Enfermeira da 16ª RS, Ednalva de Moura explica que recentemente houve o levantamento da demanda na região. “Cabe aos municípios levantar essa demanda e repassar para a Regional, que faz o controle e dá prosseguimento aos pedidos de cirurgia, como preparação e encaminhamento”, afirma.
Ela conta que os procedimentos cirúrgicos são realizados majoritariamente em Curitiba, mas que alguns são feitos também em Londrina. De acordo com a enfermeira, o tempo de espera na fila tende a não ser longo. Porém, como a cirurgia é considerada bastante invasiva, várias etapas precisam ser cumpridas para que o paciente esteja preparado e apto para entrar na sala de cirurgia.

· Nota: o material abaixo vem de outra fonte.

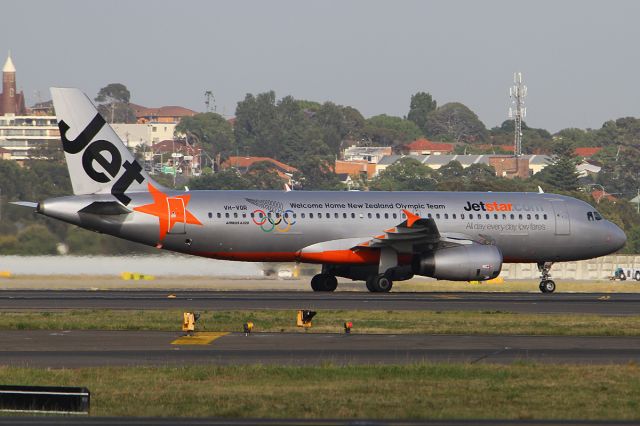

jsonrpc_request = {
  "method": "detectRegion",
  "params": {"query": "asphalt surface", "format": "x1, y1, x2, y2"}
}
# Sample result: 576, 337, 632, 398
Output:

“É uma cirurgia invasiva e até mesmo agressiva. Por isso, é exigido um preparo especial do paciente. Vários exames são exigidos para garantir as plenas condições físicas do paciente. É preciso lembrar que são pessoas obesas e, por isso, uma cirurgia desse tipo precisa de tratamento especial. Mas não é apenas isso. O paciente precisa de um acompanhamento com vários profissionais diferentes, como psicólogo, gastroenterologista, endocrinologista e nutricionista, para garantir que o pré e o pós-operatório sejam realizados da melhor maneira possível”, destaca Ednalva.

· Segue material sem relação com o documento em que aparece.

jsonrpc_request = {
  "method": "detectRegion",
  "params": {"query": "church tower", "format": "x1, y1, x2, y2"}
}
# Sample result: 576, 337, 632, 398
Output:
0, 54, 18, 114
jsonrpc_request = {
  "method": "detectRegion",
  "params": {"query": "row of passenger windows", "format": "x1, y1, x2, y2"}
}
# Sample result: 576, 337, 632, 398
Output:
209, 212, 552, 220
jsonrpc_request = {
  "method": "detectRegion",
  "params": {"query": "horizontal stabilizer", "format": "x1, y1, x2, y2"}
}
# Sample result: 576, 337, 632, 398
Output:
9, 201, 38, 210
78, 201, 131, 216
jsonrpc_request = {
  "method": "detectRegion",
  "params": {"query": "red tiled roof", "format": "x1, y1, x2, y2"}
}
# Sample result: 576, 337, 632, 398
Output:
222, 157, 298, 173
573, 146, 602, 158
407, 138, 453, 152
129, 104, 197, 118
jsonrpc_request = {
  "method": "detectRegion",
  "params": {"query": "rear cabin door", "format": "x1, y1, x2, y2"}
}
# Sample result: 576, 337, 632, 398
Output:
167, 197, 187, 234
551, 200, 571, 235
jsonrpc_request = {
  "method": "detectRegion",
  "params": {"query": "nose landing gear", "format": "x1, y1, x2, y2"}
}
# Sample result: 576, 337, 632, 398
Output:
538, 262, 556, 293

A cirurgia bariátrica, também chamada de gastroplastia, é utilizada para a redução do estômago. Ela é indicada para pessoas obesas e que apresentam condições que oferecem riscos à saúde.
Encarregada em uma fábrica de camisetas, Camila Campidelli realizou a cirurgia há cerca de três meses. A jovem de 28 anos, que pesava 147 quilos, já perdeu 30 quilos após a cirurgia. “Foi um verdadeiro presente de Deus na minha vida. Minha vida mudou por completo. Antes eu não tinha vontade de sair de casa, de me arrumar. Comprar roupas era horrível. Hoje, já me sinto bem, saio tranquilamente, amo fazer compras, minha autoestima é outra. Sou muito feliz”, diz.

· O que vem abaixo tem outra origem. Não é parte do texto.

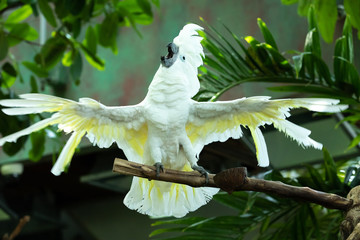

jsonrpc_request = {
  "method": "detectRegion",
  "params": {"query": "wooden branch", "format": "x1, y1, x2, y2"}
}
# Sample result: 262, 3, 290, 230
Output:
113, 158, 352, 211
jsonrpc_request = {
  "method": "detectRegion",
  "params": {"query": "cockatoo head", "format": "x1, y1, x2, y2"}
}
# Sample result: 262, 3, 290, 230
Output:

Segundo ela, a cirurgia bariátrica sempre foi um sonho para ela. “Há cinco anos atrás, pedi a Deus que me desse condições de realizar a cirurgia. Ele me atendeu através de uma amiga, que trabalhava na Secretaria de Saúde de Cambira e me auxiliou. Depois de um ano de preparação, fiz a cirurgia em Curitiba, com o apoio da Autarquia Municipal de Saúde (AMS) de Apucarana e da 16ª Regional de Saúde, em março deste ano”, conta.
O processo de emagrecimento leva um ano e meio e precisa ser acompanhado por médicos e nutricionista. “Hoje eu faço natação e academia. É outro fôlego. Não tenho mais problemas de saúde nem dores. Mas uma das melhores coisas foi poder voltar a cruzar as pernas. Isso era um sonho para mim”, destaca.